I don't understand... didn't I do this with my sweep test already? I cracked the formula days ago, and have been testing sweeping, changing frequencies without downloading, various combinations of sample points and clock settings, etc, ever since.

Anyone know what is happening on the device side when a freq resetting request is received?

Again, you can see clearly in my sweep software and .png that there is no pausing or glitch when changing just the frequency. There is a newer version of it back at the original post.

you have extended the possibility of stable sweep at lower frequency, great work!

Thanks. Yes, glitch-free sweeping from 1 - 40kHz is relatively easy to do. The difficulties begin above that frequency.

i can see different usage of data type in your code, i suspect rounding off error

Yes, I looked at your version of my code - and it's certainly incorrect. I use all Doubles until sending data to the device - Long does not work properly. The formula is VERY susceptible to if/when you drop decimals or round. It's been tested for much more than just a day.

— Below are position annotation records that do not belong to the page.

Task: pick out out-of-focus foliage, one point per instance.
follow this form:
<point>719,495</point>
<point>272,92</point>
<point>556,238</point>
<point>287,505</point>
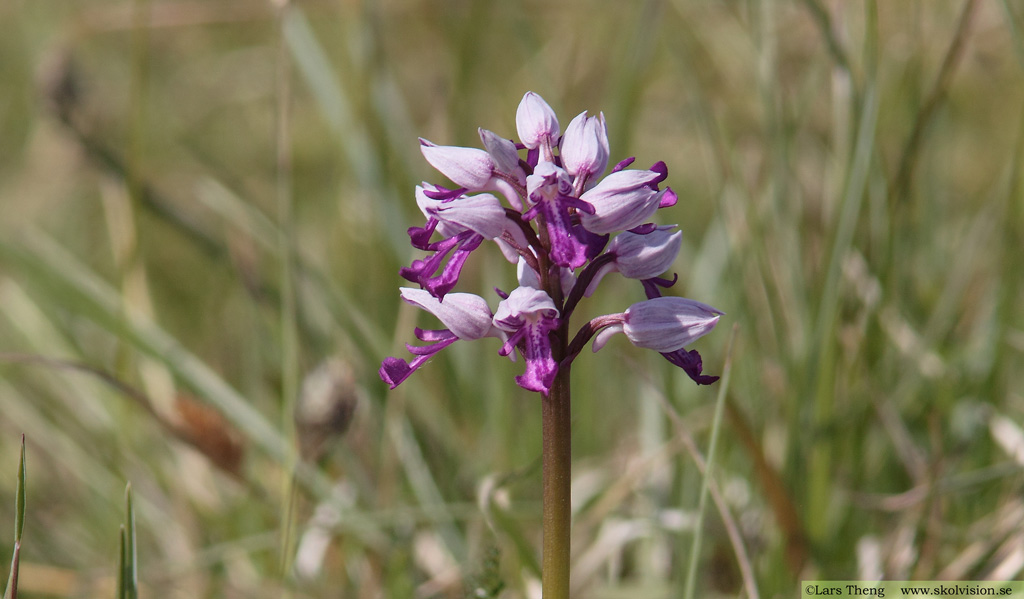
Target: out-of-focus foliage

Trust me - I've spent MANY hours on this. I looked at every doubler crossover frequency, e.g. 48282.13, 24414.07, 16272.05, 12207.04, 9765.626, etc., as well as every frequency that caused a change in logic behavior, such as 195312.5 - mentioned in my original post - and many others. I KNOW how the device decodes extremely well.

I would be happy if you can prove me wrong in general

I'm not really sure if it's worth my time to try to prove you wrong - I think it would have to be the other way round since I am ahead in this area

My software is already at the point of reverse calculating any parameter, such as the next actual frequency from a change in the number of points plus the last set frequency.

My sweep software starts by downloading 2500 points to the device. Why 2500? Because I already know, after tests, that for the most accurate frequency-only sweeping, it's best to start with the sample length of the highest multiple frequency (40kHz = 2500pts) - not 4000. I then reverse calculate what 'fake' frequency to give the Hantek in order to generate each desired frequency in the sweep with the same 2500 points (such as 12.205Hz in order to generate 10Hz).

When I ask your code to calculate the actual output frequency for 100Hz, it says the output frequency will be exactly 100Hz (which is wrong). But, even if that were correct, how exactly is that possible? As mentioned, the DAC clock rate is normally created by dividing 200MHz by the SetFrequency. This is easily provable - and supported by the specs - which list a programmable DAC clock rate of the device of 2kHz - 200MHz. So how does the 3X25 generate 1Hz - 2kHz?

When I ask my software to calculate what frequency the Hantek will ACTUALLY output when asked to do 100Hz - it returns 100.008801Hz - which is EXACTLY what my frequency counter reports - and my math and logic support.

Another example: when you set the device and download a 10kHz frequency, the Hantek uses 2500 points. What is the new frequency when you then only download 100 points? And what happens to the Sync line when you do that?

Anyway, these are the things I've been working on over the last couple of weeks, and I'm sorry you've been so busy

and missed my post of 4 days ago (which onlooker read, tested and extrapolated from), but this nut was cracked already

So I'm not sure it's really worth it for me to continue pouring time into something I've already done, if you know what I mean - and I've already moved on to other problems to solve - such as an alternate scheme for the Sync Out problem that I'm working on - and more complex sweep logic - and... well, you understand.

My formula seems to work perfectly in every task I use it for, and it's easy to reverse calculate any parameter. If you need any clarification or help with anything just let me know.